Prior to the development of the PROM-Ataxia measure, assessment of ataxia symptoms was limited to observations in clinic and rating scales administered by clinicians [23]. This study has found evidence of excellent internal consistency for the short-form of the PROM-Ataxia measure, which also found a significant difference between the ataxia and healthy control group. Considering this is a brief tool which could be administered online, it has potential for remote monitoring of ataxia symptomology for patients and supporting online recruitment for research. This is particularly advantageous considering the difficulties with recruiting patients with ataxia into trials and may mitigate some of the barriers such as the burden and costs of travel to clinics [27]. Due to the significant differences between participants with ataxia and healthy controls on the PROM-Ataxia-SF, it may also have a role in informing diagnosis. However, this will require further investigation to determine sensitivity and specificity, particularly when compared to other neurological conditions.

This study had several limitations which should be considered. The acquired ataxia group had a smaller sample size compared to other types, which may have been related to the exclusion criteria of having no other neurological condition (e.g. stroke). However, it was considered important to include this criterion to attribute self-reported symptoms as being primarily related to ataxia, rather than other neurological causes. The control group was also smaller than the ataxia group as a whole. As a result, targeted sampling may be needed for recruitment in similar studies. There was a significant age difference between the ataxia and healthy control group with the ataxia group being generally older, particularly for participants with idiopathic ataxia who were diagnosed in later life compared to hereditary ataxias. This was found to be comparable to previous studies of idiopathic ataxia [31], but could have implications for age-related changes in cognition and mobility [29]. Age has also been shown to negatively correlate with cognitive functioning in CCAS [26]. Future research evaluating the PROM-ataxia should explore the impact of such demographic factors on cognitive functioning across causes of ataxia.

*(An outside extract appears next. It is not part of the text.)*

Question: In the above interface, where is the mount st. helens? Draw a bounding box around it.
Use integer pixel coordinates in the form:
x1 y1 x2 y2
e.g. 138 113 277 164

Finally, it is important to note that ataxia diagnosis was not confirmed by a health professional and relied on self-report, which did not include detailing specific ataxia types and could lead to errors in classification. It was also not possible to correlate ataxia severity from the PROM-Ataxia-SF with other measures such as the Scale for the Assessment and Rating of Ataxia [24] or International Cooperative Ataxia Rating Scale [28]. As these tools are clinician-rated, this was beyond the scope of this online study which aimed to recruit a nationwide sample. Similarly, objective cognitive measures (e.g. CCAS scale [9],) were not used and therefore we were unable to explore the relationship between performance and cognitive items of the PROM-ataxia. Future studies may benefit from initially verifying ataxia diagnosis and cognitive functioning in clinic with established tools, then using the PROM-Ataxia for collecting follow-up data remotely using a longitudinal design to monitor symptoms over time.

5 Conclusion

In summary, this study aimed to investigate the impact of ataxia aetiology (hereditary, acquired, idiopathic) on self-reported depression, anxiety, fatigue, cognitive deficits, and ataxia symptom severity. No significant difference in non-motor or ataxia symptom severity was found across different causes of ataxia. However, participants with ataxia did report higher levels of depression, anxiety, fatigue, cognitive deficits, and ataxia symptom severity compared to healthy controls. Therefore, the experience of non-motor and ataxia-related symptomology was found to be generally homogenous across ataxia aetiologies within the present study. There was also considerable comorbidity of these symptoms which requires further exploration. This study highlights the need for early assessment and intervention to address non-motor symptoms in ataxia populations. Furthermore, promising psychometric evidence was found for the use of the PROM-Ataxia-SF as an online self-report measure, which may mitigate some of the recruitment barriers in ataxia research.